Sorry about using attachment. The code is below for the reference.
(I will also file a jira as you suggesting)
package codectest;
import com.hadoop.compression.lzo.LzoCodec;
import java.io.IOException;
import java.util.Formatter;
import org.apache.hadoop.conf.Configuration;
import org.apache.hadoop.fs.FileSystem;
import org.apache.hadoop.io.MapFile;
import org.apache.hadoop.io.SequenceFile.CompressionType;
import org.apache.hadoop.io.Text;
import org.apache.hadoop.io.compress.CompressionCodec;
import org.apache.hadoop.io.compress.DefaultCodec;
import org.apache.hadoop.io.compress.SnappyCodec;
import org.apache.hadoop.util.Tool;
import org.apache.hadoop.util.ToolRunner;
public class MapFileCodecTest implements Tool {
private Configuration conf = new Configuration();
private void createMapFile(Configuration conf, FileSystem fs, String path,
CompressionCodec codec, CompressionType type, int records)
throws IOException {
MapFile.Writer writer = new MapFile.Writer(conf, fs, path,
Text.class, Text.class,
type, codec, null);
Text key = new Text();
for (int j = 0; j < records; j++) {
StringBuilder sb = new StringBuilder();
Formatter formatter = new Formatter(sb);
formatter.format("%03d", j);
key.set(sb.toString());
writer.append(key, key);
}
writer.close();
}
private void testCodec(Configuration conf, Class<? extends
CompressionCodec> clazz,
CompressionType type, int records) throws IOException {
FileSystem fs = FileSystem.getLocal(conf);
try {
System.out.println("Creating MapFiles with " + records +
" records using codec " + clazz.getSimpleName());
String path = clazz.getSimpleName() + records;
createMapFile(conf, fs, path, clazz.newInstance(), type, records);
MapFile.Reader reader = new MapFile.Reader(fs, path, conf);
Text key1 = new Text("002");
if (reader.get(key1, new Text()) != null) {
System.out.println("1st key found");
}
Text key2 = new Text("004");
if (reader.get(key2, new Text()) != null) {
System.out.println("2nd key found");
}
} catch (Throwable ex) {
ex.printStackTrace();
}
}
@Override
public int run(String[] strings) throws Exception {
System.out.println("Using native library " +
System.getProperty("java.library.path"));
testCodec(conf, DefaultCodec.class, CompressionType.RECORD, 100);
testCodec(conf, SnappyCodec.class, CompressionType.RECORD, 100);
testCodec(conf, LzoCodec.class, CompressionType.RECORD, 100);
testCodec(conf, DefaultCodec.class, CompressionType.RECORD, 10);
testCodec(conf, SnappyCodec.class, CompressionType.RECORD, 10);
testCodec(conf, LzoCodec.class, CompressionType.RECORD, 10);
testCodec(conf, DefaultCodec.class, CompressionType.BLOCK, 100);
testCodec(conf, SnappyCodec.class, CompressionType.BLOCK, 100);
testCodec(conf, LzoCodec.class, CompressionType.BLOCK, 100);
testCodec(conf, DefaultCodec.class, CompressionType.BLOCK, 10);
testCodec(conf, SnappyCodec.class, CompressionType.BLOCK, 10);
testCodec(conf, LzoCodec.class, CompressionType.BLOCK, 10);
return 0;
}
@Override
public void setConf(Configuration c) {
this.conf = c;
}
@Override
public Configuration getConf() {
return conf;
}
public static void main(String[] args) throws Exception {
ToolRunner.run(new MapFileCodecTest(), args);
}
}
On 5/21/12, Todd Lipcon <[email protected]> wrote:
> Hi Jason,
>
> Sounds like a bug.
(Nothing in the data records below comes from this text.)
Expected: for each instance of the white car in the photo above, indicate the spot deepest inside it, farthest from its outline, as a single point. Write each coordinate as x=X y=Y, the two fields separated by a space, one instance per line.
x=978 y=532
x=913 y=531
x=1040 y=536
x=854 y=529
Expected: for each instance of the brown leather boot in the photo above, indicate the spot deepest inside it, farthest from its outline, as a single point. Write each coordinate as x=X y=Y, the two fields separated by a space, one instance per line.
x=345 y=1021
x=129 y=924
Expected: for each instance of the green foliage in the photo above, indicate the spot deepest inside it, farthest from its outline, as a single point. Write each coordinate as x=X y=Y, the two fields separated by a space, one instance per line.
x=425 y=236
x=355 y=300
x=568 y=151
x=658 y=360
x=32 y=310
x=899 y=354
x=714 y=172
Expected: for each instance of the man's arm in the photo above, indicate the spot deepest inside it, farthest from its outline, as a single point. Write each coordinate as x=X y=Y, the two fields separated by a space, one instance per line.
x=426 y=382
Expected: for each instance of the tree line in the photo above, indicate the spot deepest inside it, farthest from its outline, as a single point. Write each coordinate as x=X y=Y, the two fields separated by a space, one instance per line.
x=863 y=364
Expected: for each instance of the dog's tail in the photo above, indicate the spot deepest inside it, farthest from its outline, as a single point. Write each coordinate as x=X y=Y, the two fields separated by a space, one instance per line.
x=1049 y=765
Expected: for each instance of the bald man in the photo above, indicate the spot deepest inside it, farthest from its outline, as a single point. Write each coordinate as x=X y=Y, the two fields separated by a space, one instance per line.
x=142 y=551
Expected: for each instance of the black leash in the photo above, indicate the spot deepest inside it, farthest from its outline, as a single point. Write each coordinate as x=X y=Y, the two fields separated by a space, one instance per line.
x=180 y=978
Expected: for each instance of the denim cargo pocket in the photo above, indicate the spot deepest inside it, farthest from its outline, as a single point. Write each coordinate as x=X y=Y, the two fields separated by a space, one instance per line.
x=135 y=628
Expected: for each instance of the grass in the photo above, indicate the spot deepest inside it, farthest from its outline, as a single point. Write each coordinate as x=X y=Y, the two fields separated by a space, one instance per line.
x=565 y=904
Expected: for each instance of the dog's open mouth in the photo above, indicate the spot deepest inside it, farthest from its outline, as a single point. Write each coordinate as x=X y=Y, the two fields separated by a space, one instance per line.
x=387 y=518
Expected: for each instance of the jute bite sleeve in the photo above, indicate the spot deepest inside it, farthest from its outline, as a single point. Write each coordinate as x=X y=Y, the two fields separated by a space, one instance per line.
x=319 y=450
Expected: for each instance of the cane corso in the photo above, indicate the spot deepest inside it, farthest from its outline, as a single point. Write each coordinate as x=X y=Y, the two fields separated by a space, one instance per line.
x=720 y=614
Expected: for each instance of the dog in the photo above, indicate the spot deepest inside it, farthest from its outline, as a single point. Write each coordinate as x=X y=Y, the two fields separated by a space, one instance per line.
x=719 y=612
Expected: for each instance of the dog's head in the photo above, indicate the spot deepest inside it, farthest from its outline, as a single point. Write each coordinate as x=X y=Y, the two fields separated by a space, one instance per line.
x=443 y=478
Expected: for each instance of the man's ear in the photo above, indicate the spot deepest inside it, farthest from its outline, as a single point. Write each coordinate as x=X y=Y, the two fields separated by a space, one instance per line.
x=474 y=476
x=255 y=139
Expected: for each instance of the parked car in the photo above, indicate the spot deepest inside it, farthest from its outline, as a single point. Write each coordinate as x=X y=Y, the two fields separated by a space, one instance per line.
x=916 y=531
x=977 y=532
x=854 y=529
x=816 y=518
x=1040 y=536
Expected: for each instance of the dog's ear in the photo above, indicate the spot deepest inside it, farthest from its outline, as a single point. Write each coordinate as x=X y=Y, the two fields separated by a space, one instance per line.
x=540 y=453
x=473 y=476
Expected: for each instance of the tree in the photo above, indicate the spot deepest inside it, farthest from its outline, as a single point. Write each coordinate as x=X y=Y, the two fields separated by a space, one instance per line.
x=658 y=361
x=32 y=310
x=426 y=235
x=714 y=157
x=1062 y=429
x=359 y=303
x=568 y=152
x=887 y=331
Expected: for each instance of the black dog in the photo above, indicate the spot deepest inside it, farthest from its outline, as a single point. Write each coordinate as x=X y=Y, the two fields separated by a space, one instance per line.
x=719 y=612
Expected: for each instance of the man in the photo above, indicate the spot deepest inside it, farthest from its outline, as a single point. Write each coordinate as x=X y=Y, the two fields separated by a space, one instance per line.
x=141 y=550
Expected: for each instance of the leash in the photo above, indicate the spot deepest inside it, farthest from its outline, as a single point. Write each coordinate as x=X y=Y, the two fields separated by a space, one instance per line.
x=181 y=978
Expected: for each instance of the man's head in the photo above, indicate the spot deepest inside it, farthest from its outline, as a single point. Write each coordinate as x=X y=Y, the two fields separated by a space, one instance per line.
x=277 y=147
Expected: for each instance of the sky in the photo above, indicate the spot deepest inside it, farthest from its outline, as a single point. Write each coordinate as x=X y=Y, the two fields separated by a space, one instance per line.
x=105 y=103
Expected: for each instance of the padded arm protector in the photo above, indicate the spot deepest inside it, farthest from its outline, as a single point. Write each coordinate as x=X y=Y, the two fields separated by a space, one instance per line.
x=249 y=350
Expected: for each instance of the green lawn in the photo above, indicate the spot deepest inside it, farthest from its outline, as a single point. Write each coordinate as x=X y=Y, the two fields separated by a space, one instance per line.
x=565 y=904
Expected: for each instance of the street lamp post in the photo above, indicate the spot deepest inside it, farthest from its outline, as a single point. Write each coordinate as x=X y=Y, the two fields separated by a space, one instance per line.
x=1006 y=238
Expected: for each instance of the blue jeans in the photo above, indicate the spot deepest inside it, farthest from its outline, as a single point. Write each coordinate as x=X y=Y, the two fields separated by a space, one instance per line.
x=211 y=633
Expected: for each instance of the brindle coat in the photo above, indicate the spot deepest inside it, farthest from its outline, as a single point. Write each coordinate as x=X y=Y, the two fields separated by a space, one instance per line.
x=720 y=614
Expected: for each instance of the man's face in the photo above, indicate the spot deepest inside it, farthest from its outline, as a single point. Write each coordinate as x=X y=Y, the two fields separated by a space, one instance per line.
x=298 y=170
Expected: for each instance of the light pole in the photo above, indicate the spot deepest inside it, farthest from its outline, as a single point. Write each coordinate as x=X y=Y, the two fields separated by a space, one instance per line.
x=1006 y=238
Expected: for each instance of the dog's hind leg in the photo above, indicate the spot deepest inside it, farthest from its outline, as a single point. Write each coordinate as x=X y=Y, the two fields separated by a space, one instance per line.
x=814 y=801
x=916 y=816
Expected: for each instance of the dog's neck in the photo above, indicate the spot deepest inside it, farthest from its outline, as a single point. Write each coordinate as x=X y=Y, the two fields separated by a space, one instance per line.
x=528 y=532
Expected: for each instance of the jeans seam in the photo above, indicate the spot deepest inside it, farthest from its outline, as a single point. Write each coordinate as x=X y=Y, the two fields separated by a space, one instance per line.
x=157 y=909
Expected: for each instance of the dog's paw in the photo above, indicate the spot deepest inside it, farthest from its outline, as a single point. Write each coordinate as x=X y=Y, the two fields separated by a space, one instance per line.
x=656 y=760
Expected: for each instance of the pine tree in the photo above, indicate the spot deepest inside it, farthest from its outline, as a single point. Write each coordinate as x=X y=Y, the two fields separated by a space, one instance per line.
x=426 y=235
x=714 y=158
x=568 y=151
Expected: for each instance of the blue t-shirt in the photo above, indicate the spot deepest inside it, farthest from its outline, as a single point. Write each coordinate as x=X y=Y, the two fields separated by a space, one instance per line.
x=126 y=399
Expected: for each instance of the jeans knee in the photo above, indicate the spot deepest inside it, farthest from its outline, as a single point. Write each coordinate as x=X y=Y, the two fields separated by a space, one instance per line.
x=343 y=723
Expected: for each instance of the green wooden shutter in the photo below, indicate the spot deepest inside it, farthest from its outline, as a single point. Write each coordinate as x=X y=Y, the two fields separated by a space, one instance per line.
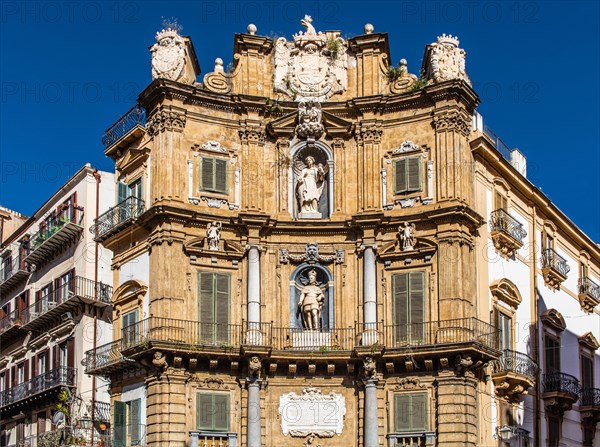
x=204 y=411
x=400 y=180
x=135 y=419
x=222 y=307
x=207 y=179
x=399 y=308
x=119 y=424
x=221 y=412
x=220 y=175
x=413 y=173
x=122 y=192
x=416 y=287
x=206 y=307
x=410 y=412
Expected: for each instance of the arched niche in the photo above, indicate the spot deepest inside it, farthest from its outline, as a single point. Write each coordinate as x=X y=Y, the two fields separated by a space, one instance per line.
x=298 y=279
x=322 y=155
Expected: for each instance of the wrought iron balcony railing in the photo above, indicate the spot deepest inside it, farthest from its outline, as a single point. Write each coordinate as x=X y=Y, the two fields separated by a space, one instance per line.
x=551 y=259
x=116 y=217
x=136 y=116
x=590 y=397
x=461 y=330
x=10 y=320
x=77 y=287
x=562 y=383
x=13 y=268
x=62 y=376
x=587 y=286
x=500 y=220
x=515 y=362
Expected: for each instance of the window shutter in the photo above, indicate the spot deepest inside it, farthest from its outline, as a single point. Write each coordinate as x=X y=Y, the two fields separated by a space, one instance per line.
x=71 y=353
x=399 y=308
x=119 y=428
x=207 y=173
x=134 y=421
x=413 y=173
x=417 y=305
x=204 y=411
x=222 y=307
x=122 y=192
x=400 y=180
x=221 y=175
x=221 y=412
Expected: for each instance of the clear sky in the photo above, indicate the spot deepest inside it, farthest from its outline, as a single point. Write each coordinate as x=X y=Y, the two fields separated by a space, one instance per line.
x=69 y=69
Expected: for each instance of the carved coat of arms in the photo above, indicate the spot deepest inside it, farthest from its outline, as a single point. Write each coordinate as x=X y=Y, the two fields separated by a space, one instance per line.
x=312 y=66
x=168 y=55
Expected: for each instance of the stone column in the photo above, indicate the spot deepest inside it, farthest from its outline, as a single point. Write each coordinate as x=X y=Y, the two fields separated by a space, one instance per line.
x=253 y=294
x=371 y=422
x=253 y=413
x=369 y=295
x=456 y=410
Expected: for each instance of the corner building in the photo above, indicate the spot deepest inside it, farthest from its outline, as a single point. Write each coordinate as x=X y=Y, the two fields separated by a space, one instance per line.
x=298 y=250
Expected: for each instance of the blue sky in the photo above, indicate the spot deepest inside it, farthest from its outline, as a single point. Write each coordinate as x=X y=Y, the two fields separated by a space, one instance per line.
x=69 y=69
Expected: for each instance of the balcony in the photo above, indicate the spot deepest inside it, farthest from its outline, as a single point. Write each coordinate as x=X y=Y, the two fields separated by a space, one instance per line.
x=513 y=374
x=107 y=359
x=560 y=391
x=55 y=233
x=25 y=393
x=554 y=268
x=10 y=323
x=589 y=294
x=117 y=218
x=446 y=335
x=213 y=439
x=130 y=126
x=13 y=271
x=411 y=439
x=507 y=233
x=68 y=297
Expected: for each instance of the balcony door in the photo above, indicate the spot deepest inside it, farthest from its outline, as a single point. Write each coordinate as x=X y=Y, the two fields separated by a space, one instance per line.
x=213 y=308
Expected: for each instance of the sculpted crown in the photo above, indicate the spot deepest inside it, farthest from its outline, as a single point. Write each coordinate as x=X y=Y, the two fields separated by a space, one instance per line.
x=166 y=33
x=448 y=39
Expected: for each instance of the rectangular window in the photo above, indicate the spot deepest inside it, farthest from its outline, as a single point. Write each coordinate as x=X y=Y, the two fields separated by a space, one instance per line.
x=130 y=328
x=587 y=371
x=408 y=311
x=213 y=174
x=407 y=175
x=552 y=353
x=213 y=307
x=410 y=412
x=553 y=431
x=212 y=412
x=503 y=324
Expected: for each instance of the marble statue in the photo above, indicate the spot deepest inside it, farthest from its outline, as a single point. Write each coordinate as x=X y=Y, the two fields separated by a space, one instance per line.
x=213 y=235
x=168 y=55
x=311 y=302
x=406 y=234
x=309 y=187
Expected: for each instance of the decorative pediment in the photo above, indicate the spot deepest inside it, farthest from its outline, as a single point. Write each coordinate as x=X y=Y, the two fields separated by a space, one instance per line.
x=128 y=291
x=554 y=319
x=589 y=341
x=199 y=246
x=506 y=291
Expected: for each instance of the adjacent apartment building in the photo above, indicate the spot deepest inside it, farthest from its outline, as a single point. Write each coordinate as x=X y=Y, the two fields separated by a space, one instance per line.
x=55 y=292
x=317 y=248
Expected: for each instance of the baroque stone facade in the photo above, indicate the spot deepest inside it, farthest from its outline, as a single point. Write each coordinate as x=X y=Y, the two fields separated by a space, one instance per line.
x=291 y=241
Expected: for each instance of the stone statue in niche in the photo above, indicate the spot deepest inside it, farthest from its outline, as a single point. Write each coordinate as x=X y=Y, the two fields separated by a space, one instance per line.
x=406 y=234
x=213 y=235
x=168 y=55
x=311 y=303
x=309 y=187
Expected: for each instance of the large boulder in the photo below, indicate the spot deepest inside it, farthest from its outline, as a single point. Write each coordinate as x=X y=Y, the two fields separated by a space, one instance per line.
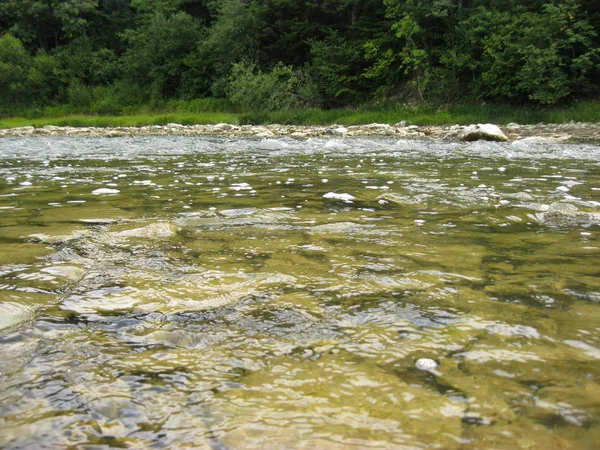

Unfortunately the mailing list strips attachments.
>
> Can you file a jira in the HADOOP project, and attach your test case there?
>
> Thanks
> Todd
>
> On Mon, May 21, 2012 at 3:57 PM, Jason B <[email protected]> wrote:
>> I am using Cloudera distribution cdh3u1.
>>
>> When trying to check native codecs for better decompression
>> performance such as Snappy or LZO, I ran into issues with random
>> access using MapFile.Reader.get(key, value) method.
>> First call of MapFile.Reader.get() works but a second call fails.
>>
>> Also I am getting different exceptions depending on number of entries
>> in a map file.
>> With LzoCodec and 10 record file, jvm gets aborted.
>>
>> At the same time the DefaultCodec works fine for all cases, as well as
>> record compression for the native codecs.
>>
>> I created a simple test program (attached) that creates map files
>> locally with sizes of 10 and 100 records for three codecs: Default,
>> Snappy, and LZO.
>> (The test requires corresponding native library available)
>>
>> The summary of problems are given below:
>>
>> Map Size: 100
>> Compression: RECORD
>> ==================
>> DefaultCodec: OK
>> SnappyCodec: OK
>> LzoCodec: OK
>>
>> Map Size: 10
>> Compression: RECORD
>> ==================
>> DefaultCodec: OK
>> SnappyCodec: OK
>> LzoCodec: OK
>>
>> Map Size: 100
>> Compression: BLOCK
>> ================
>> DefaultCodec: OK
>>
>> SnappyCodec: java.io.EOFException at
>> org.apache.hadoop.io.compress.BlockDecompressorStream.getCompressedData(BlockDecompressorStream.java:114)
>>
>> LzoCodec: java.io.EOFException at
>> org.apache.hadoop.io.compress.BlockDecompressorStream.getCompressedData(BlockDecompressorStream.java:114)
>>
>> Map Size: 10
>> Compression: BLOCK
>> ==================
>> DefaultCodec: OK
>>
>> SnappyCodec: java.lang.NoClassDefFoundError: Ljava/lang/InternalError
>> at
>> org.apache.hadoop.io.compress.snappy.SnappyDecompressor.decompressBytesDirect(Native
>> Method)
>>
>> LzoCodec:
>> #
>> # A fatal error has been detected by the Java Runtime Environment:
>> #
>> # SIGSEGV (0xb) at pc=0x00002b068ffcbc00, pid=6385, tid=47304763508496
>> #
>> # JRE version: 6.0_21-b07
>> # Java VM: Java HotSpot(TM) 64-Bit Server VM (17.0-b17 mixed mode
>> linux-amd64 )
>> # Problematic frame:
>> # C [liblzo2.so.2+0x13c00] lzo1x_decompress+0x1a0
>> #
>> # An error report file with more information is saved as:
>> # /hadoop/user/yurgis/testapp/hs_err_pid6385.log
>> #
>> # If you would like to submit a bug report, please visit:
>> # http://java.sun.com/webapps/bugreport/crash.jsp
>> # The crash happened outside the Java Virtual Machine in native code.
>> # See problematic frame for where to report the bug.
>> #
>
>
>
> --
> Todd Lipcon
> Software Engineer, Cloudera
>